Sulla parte relativa ai tempi di guida e di riposo degli autisti, le associazioni approvano l’obbligo di far tornare al domicilio il conducente ogni tre settimane, per combattere il cosiddetto “nomadismo”, così come quelle che impediscono (o almeno condizionano) il riposo settimanale in cabina.

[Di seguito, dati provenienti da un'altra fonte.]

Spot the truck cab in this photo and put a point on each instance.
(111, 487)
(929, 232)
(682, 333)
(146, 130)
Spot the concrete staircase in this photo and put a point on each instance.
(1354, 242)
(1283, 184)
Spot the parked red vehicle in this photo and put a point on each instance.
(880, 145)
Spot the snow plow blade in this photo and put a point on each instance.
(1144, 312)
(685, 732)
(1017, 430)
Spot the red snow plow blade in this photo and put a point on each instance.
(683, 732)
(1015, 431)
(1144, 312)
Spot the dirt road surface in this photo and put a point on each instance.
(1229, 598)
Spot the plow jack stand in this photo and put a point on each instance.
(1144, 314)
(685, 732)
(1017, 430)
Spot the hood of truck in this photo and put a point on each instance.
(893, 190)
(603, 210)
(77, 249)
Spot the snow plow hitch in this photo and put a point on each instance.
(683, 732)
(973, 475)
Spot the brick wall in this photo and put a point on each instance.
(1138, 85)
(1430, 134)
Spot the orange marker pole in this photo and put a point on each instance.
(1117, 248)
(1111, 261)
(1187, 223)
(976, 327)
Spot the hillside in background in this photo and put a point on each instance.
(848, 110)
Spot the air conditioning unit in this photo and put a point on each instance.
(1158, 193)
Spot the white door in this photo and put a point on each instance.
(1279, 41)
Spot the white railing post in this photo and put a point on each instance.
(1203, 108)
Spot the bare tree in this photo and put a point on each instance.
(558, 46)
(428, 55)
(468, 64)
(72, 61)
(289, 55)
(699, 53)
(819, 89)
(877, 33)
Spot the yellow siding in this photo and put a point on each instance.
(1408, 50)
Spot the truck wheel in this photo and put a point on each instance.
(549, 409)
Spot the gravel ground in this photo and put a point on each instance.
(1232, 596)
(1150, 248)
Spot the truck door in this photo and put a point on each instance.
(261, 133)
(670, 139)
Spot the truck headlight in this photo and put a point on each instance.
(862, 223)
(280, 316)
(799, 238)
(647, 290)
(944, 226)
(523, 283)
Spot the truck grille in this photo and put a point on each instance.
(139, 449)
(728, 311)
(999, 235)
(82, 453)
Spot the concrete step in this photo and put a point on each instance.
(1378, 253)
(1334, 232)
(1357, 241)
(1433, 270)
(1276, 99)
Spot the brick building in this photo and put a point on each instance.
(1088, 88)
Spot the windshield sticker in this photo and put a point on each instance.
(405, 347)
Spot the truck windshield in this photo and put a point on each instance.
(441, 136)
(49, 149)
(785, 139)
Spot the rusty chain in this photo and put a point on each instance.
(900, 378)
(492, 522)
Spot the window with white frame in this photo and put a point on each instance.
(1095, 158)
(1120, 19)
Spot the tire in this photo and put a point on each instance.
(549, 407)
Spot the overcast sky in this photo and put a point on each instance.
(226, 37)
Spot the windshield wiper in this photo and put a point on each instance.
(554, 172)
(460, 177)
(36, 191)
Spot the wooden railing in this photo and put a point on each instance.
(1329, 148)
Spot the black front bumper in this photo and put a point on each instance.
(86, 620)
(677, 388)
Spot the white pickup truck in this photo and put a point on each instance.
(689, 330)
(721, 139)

Le associazioni sono favorevoli anche alla deroga di due ore per rientrare in sede e all’introduzione di alcune modifiche al nuovo cronotachigrafo.
Sul cabotaggio stradale, le associazioni dell’autotrasporto si oppongono a qualsiasi tipo di liberalizzazione fino a quando non saranno rese omogenee le regole sociali in tutta l’Unione. Sono contrarie anche a limite temporale, invece di quello attuale di numero di viaggio, delle attività di cabotaggio, mentre sono favorevoli all’estensione dei tempi di guida e delle norme sul cabotaggio anche ai veicoli con massa complessiva uguale o superiore a 2,4 tonnellate.